If there were any doubts that Gov. Chris Christie has mentally checked out of the State House, they were laid to rest this Tuesday when the governor presented his utterly absurd state aid proposal for New Jersey’s schools.

Just how outrageous is Christie’s plan? It’s so crazy that it would actually make more sense to build a wall along the Rio Grande and expect Mexico to pay for it (oh, wait …).

In contradiction to repeated rulings by the New Jersey Supreme Court, a large and growing body of education research, and plain old commonsense, Christie has embraced the notion of “fair funding” for New Jersey’s public schools.

While the details put out by the governor’s office are (typically) light, the basic idea is similar to a plan long pushed by tea-gulpin’ Republican State Senator Mike Doherty. The entire pot of state aid for schools (with the exception of special-education aid) would be divided evenly among all districts by student enrollment.

Currently, New Jersey’s School Funding Reform Act (SFRA) “weights” student enrollments, allocating more funds to districts that serve greater proportions of students in economic disadvantage or who have limited proficiency in English (LEP).

Weighted funding is the rational response to a host of evidence that shows money does matter in schooling, and districts serving more at-risk students need more resources to provide them with an adequate education.

Certainly, Christie must believe more funding leads to better schools: why else would he send his own children to well-resourced private schools with per-pupil spending budgets well in excess of the average New Jersey public school?

In his speech, however, Christie attempted to make the case that districts serving many at-risk students don’t need more funding. His proof, bizarrely, was the “success” of a few select charter schools in urban centers with large enrollments of students of color.

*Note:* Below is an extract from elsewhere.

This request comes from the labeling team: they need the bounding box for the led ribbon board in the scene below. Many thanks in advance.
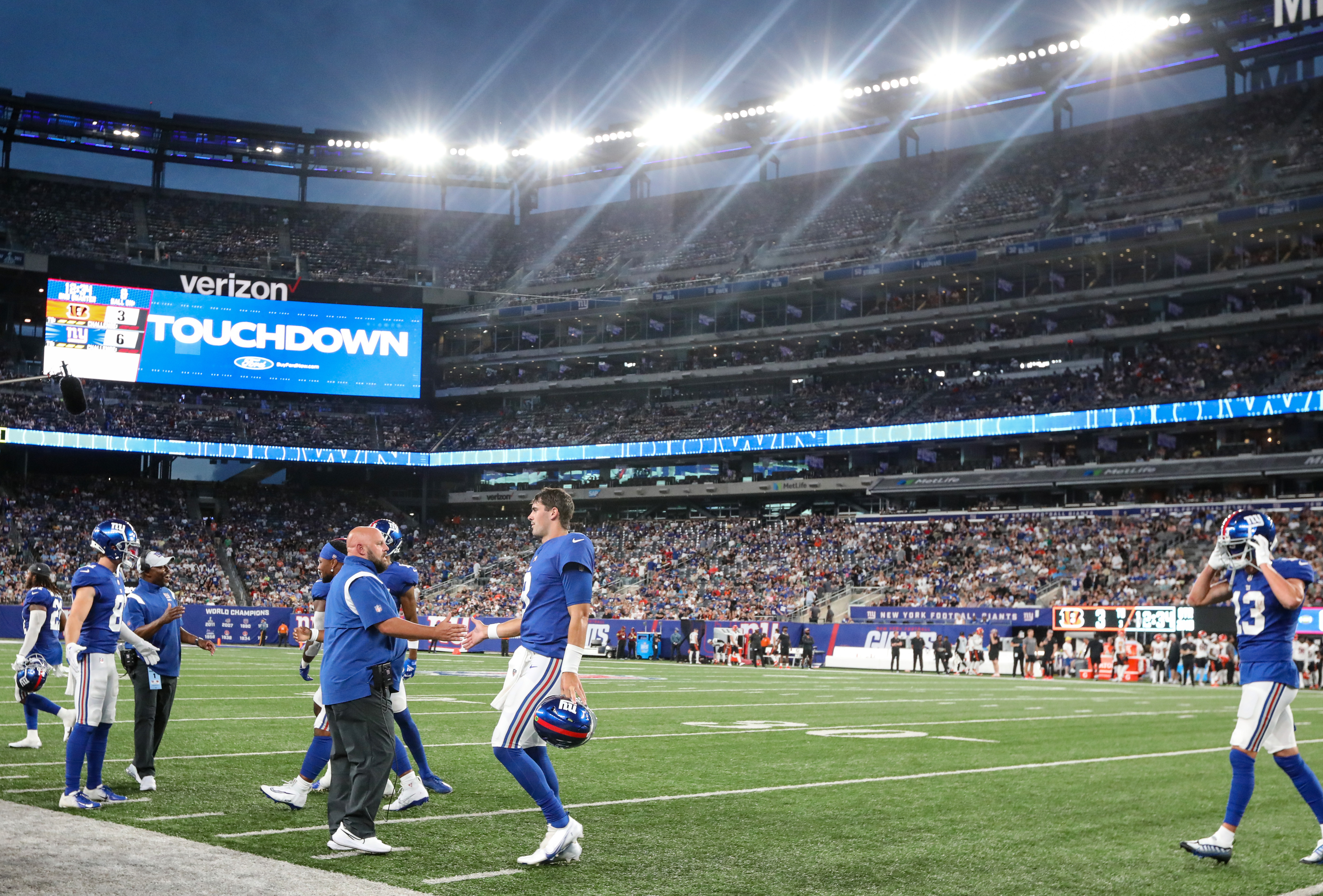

The first problem with this argument is that Christie hasn’t even followed the SFRA formula: this year, according to the Education Law Center, schools were underfunded by $1 billion. This follows years of cumulative underfunding of SFRA. How are New Jersey’s urban districts supposed to help their students meet the state’s tough new standards when they aren’t given the resources the state’s own law says they need?

Next, Christie conveniently forgets that his administration is directly responsible for managing the four state-run districts -- Newark, Jersey City, Paterson, and Camden -- and has installed fiscal monitors in other districts like Asbury Park and Trenton. If there is “failure” in those districts, it is entirely the responsibility of Chris Christie.

Finally, as I’ve shown in my own research, the comparisons between charters and their host districts don’t hold up simply because the two sectors serve fundamentally different populations of students Charters, on average, enroll fewer at-risk students, far fewer LEP students, and far fewer students with special-education disabilities -- particularly high-cost disabilities.

But even setting that aside, Christie’s plan would inevitably punish the very charter schools he holds up as exemplars. Charters rely on state aid “pass-throughs” from their host school districts. If Christie cuts aid to Newark and Paterson and Camden, he will, effectively, be cutting aid to a large portion of the charter sector.

Or does he plan to continue to “hold harmless” charter schools in their funding, as is currently the case? He certainly implied that in an interview with NJ Spotlight after Tuesday’s press conference. If so, the additional financial blow to districts like Newark with large charter enrollments could be catastrophic.

Christie also wants to cut aid to the districts that are least able to raise revenues through local taxes. Suppose two districts want to spend equivalent amounts per pupil on schools, but one district has greater property wealth. The property-poor district has to tax its citizens at a higher rate to get the same amount of funding as a property-rich district.

Removing any consideration of a district’s ability to raise funds for its schools from the state aid system is a recipe for inequitably funded education. Districts with low property values will have no choice but to slash programs, increase class sizes, and settle for underqualified teachers.

Is this really the legacy Chris Christie wants?

I doubt it. Repeatedly, Christie has put forward policies that have no chance of gaining political support, let alone passing constitutional muster. There is simply no way the courts, the Legislature, or the public will allow this to go forward.

I will be the first to agree that we need to have a serious conversation about reworking New Jersey’s school-funding formula. It is indefensible to continue to allow a gentrified city like Hoboken to shirk its responsibility to pay its local fair share for schools while working-class cities like Dover and Bayonne continue to struggle to fund their districts.

But Christie’s illogical and unconstitutional plan keeps us from having that conversation. I can only hope the Legislature, the state’s education stakeholders, and the prospective gubernatorial candidates treat Christie’s plan for what it is: a cynical ploy to court the far-right political base he needs to continue his political career.

Mark Weber is a public school music teacher in Warren Township; a doctoral student at Rutgers University in Education Theory, Organization, and Policy; an NJEA member; and a former New Jersey public school parent. He blogs at Jersey Jazzman His opinions are his own and are not necessarily those of his employers, Rutgers, the NJEA, or NJ Spotlight.